– Как она может улыбаться?
– Талли кое-что знает о разбитом сердце – не забывай об этом. Она всю жизнь прятала свою боль. Я помню, как впервые увидела ее. Я шла через улицу Светлячков к ее дому, потому что она подружилась с Кейт, и мне хотелось узнать ее поближе. В старом обшарпанном доме я познакомилась с ее матерью, тогда она выбрала себе имя Облачко. Хотя «познакомилась» – это явное преувеличение. Облачко лежала навзничь на диване, с горкой марихуаны на животе. Она попыталась сесть, а когда у нее ничего не вышло, сказала: «Черт, я совсем обкурилась», – и снова плюхнулась на спину. Я посмотрела на Талли – ей тогда было лет четырнадцать – и увидела на ее лице печать стыда, которая остается с человеком на всю жизнь.
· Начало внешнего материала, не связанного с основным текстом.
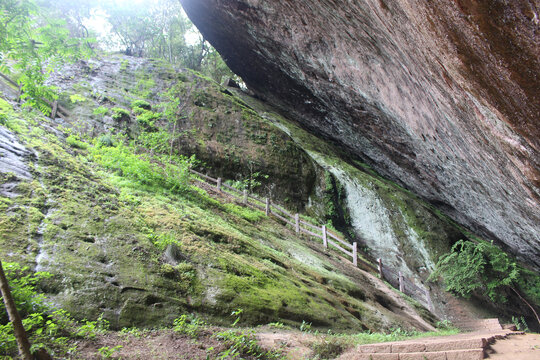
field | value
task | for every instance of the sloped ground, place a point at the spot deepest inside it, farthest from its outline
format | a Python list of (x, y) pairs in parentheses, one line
[(142, 255)]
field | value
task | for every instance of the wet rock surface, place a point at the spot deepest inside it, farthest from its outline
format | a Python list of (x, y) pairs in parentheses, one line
[(13, 156), (443, 98)]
– У вас самой был отец алкоголик, но вы же это преодолели.
– Я влюбилась и нарожала детей. У меня есть семья. Талли считает, что ее может любить только Кейт. Сомневаюсь, что она успела осознать потерю, но, когда она все поймет, это будет ужасно.
Талли вставила в проигрыватель компакт-диск и включила музыку. Из динамиков зазвучала песня «Рожденный жить на воле» [3].
Люди, собравшиеся в гостиной, отошли от нее; вид у них был оскорбленный.
– Кто хочет выпить? – спросила Талли.
Джонни понимал, что должен ее остановить, но не мог себя заставить подойти к ней. Не теперь. При взгляде на Талли он каждый раз думал: «Кейт умерла», и рана вновь начинала кровоточить. Отвернувшись, он пошел наверх к детям.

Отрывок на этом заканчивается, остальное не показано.